Coming home, on the other hand, was a different matter. There was no particular schedule for getting to the zone of totality, but the show ended at a very precise time, and suddenly there was no reason to stick around. Hours-long delays were common across the country. This seems obvious in hindsight, but in the run-up to the event the main concern was "will I be able to make it in time?" Most people were probably not really concerned about getting home at any particular time.
As far as I can tell,
Sabetha, Kansas saw the same thing in miniature [Toward the bottom of the page it mentions that Sabetha's Sixth Street Park had a crowd of ... about 200 people --D.H.].

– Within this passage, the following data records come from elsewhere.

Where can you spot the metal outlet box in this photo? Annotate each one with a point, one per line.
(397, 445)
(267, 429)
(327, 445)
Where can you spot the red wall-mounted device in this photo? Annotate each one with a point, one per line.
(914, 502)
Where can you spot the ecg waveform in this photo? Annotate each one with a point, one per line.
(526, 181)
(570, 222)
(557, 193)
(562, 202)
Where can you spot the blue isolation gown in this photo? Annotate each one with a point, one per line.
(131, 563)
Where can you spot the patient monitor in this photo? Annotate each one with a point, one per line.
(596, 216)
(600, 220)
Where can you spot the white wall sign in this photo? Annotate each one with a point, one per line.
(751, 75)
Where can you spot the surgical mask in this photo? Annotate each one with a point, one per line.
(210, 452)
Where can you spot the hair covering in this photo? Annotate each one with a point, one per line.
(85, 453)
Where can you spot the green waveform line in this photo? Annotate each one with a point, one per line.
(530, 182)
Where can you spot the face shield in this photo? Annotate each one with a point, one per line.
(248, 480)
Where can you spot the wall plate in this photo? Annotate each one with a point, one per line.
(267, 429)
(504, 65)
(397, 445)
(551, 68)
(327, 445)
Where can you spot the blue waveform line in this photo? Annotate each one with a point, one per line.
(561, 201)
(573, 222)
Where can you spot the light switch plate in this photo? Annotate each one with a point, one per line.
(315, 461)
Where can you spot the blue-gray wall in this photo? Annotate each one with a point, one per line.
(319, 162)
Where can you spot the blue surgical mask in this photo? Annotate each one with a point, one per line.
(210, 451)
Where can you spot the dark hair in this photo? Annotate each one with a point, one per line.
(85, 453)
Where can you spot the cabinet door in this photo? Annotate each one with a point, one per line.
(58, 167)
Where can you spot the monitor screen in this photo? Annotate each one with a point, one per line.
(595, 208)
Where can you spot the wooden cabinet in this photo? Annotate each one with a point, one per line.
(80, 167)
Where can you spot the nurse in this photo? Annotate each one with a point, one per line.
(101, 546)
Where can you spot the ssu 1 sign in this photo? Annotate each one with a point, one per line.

So much for traffic. The eternal concern for eclipse chasers everywhere, whether on the I-95 corridor or Mongolia, is the weather. Personally, I've seen two total eclipses (this one and the Great European Eclipse of 1999), and in both cases sheer dumb luck brought a break in the clouds in time to see the
corona and the
diamond ring.
I followed weather forecasts closely in the days leading up to the eclipse. Unlike 18 years ago, there were a number easily available online. Weather forecasting has advanced significantly. Live radar is available on any number of sites, as are recent satellite images. If there's a hole in the cloud cover, it doesn't seem like it should be too hard to find.
If you've got an internet connection.
I gave up trying to get online and our party ended up just picking a spot. My guess is that if we'd had to make an emergency call it would have had priority and it would have been connected. Data, not so much. It's almost as though there were more people in town than usual and they were all trying to get on the web at the same time.
We thought about trying to move toward what looked like a clearer spot, but in the time it took to try to figure it out the clouds shifted and a beautiful blue gap opened up with about 30 minutes to go. Then closed again as the encroaching moon shut the light down by bit. Then the sky abruptly darkened more. The eclipsed sun was up there somewhere. The clouds above were dark, but the horizon was dusk (or dawn, if you prefer) in all directions. It looked like some of the low clouds were moving away from where the sun must have been, but it was hard to tell.
And then the clouds shifted and there was the silvery ring of the corona a minute or more into totality. A little washed out, like the full moon through high clouds, but there. Then, after what seemed like no time at all, an incredibly bright pinpoint of light widening into a slim maybe-crescent. Time to look away.
A mile down the road, people saw nothing but clouds. On the way back, through what had been overcast and rain, the sun was out. Would live radar really have helped? Who knows.
The two eclipses I've seen happened to be part of the same
Saros series, a set of eclipses at 18-year intervals with nearly identical geometry. The latitude was similar. The duration was similar. As it happens, the weather was similar. In theory, technology would have played a much larger role in this one than the last one, but in practice, not really.